LSTM Video Classification - how to feedback


(Domantas Jurkus) #1

Hello,

I am having some hesitation about how to use the LSTM feedback mechanism while working with batches of data.

I am using LSTMs to classify sequences of frames in order to make predictions about a deformable object that is being moved in a video. I used a CNN to extract visual features from a set of 12 frames (found 12 frames to work reasonably well), then I feed those extracted features to a single-layer LSTM and observe the prediction from the last LSTM output. The model works and I get around 73% which is what I would expect for my data. The LSTM+classifier part is here:

class CNNLSTMModel(nn.Module):
    def __init__(self, feature_extractor, n_classes, lstm_hidden_size=128):
        super(CNNLSTMModel, self).__init__()
        self.feature_extractor = feature_extractor
        self.lstm = nn.LSTM(input_size=n_classes, hidden_size=lstm_hidden_size, num_layers=1, batch_first=True)
        
        self.classifier = nn.Linear(128, n_classes)
        self.optimizer = optim.Adam(self.parameters(), lr=0.0001)
        self.criterion = nn.CrossEntropyLoss()

    def forward(self, x):
        samples, timesteps, c, h, w = x.size()
        c_in = x.view(samples*timesteps, c, h, w)
        c_out = self.feature_extractor(c_in)

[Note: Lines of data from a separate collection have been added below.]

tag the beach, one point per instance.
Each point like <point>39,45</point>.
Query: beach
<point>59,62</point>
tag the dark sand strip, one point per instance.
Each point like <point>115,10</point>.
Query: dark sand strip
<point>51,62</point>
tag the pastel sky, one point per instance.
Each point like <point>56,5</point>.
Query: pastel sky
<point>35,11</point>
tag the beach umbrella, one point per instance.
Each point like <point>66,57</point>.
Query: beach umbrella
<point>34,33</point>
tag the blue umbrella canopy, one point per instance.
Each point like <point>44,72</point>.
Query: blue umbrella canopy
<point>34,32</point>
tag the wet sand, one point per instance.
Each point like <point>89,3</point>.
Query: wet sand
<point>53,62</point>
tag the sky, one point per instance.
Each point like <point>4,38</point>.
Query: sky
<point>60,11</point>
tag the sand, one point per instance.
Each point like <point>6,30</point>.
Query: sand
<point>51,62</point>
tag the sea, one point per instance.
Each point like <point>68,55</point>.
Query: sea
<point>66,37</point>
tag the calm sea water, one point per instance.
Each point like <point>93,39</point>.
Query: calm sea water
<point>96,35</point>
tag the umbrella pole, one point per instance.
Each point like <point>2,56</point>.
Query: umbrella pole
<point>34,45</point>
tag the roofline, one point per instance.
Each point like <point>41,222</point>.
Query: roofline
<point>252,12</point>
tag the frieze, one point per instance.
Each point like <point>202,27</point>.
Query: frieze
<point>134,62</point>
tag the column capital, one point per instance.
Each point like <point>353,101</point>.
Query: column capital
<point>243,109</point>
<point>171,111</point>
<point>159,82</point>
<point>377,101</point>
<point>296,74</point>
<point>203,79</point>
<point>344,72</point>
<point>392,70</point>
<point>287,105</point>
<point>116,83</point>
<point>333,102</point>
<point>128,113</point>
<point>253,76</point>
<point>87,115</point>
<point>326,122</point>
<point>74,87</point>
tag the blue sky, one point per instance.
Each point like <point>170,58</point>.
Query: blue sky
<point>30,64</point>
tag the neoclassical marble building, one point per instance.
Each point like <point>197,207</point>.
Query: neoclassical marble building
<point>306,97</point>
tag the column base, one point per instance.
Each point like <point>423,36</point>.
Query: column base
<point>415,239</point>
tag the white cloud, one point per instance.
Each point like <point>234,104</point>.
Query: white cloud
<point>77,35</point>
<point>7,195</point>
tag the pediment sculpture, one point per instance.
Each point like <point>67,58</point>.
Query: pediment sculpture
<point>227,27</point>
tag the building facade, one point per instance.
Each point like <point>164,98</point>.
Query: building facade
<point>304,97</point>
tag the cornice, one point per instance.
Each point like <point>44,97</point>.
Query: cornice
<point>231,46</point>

        r_in = c_out.view(samples, timesteps, -1)
        
        # What I am doing
        r_out, _ = self.lstm(r_in)

        # Save prediction from last LSTM output
        classes = self.classifier(r_out[:, -1, :])
        softmax = F.log_softmax(classes, dim=1)
        return softmax

Now my main concern is that I am not explicitly feeding back the output from the LSTM back into itself. What I feel I should be doing (after reading many examples) is something like this:

        r_out, HIDDEN_OUTPUT = self.lstm(r_in, HIDDEN_OUTPUT)

Although my models performs to some degree, I feel that I should handle the hidden state explicitly.
I am not aware of any PyTorch magic that ensures proper handling of the hidden state when using LSTMs like I am (r_out, _ = self.lstm(r_in)). What I suspect right now is that I am doing a one-to-one classification where instead I want to do a many-to-one (classify a set of frames into a single object instance).

If I were to change my code to explicitly feed the hidden state back, then I run into a dilemma regarding batches. forward(self, x) receives an x batch of samples - how do I feed the intra-batch hidden state between subsequent frames in a given sequences? Doing a for-loop inside forward() seems like a very bad idea.

I hope someone can shed more insight about this.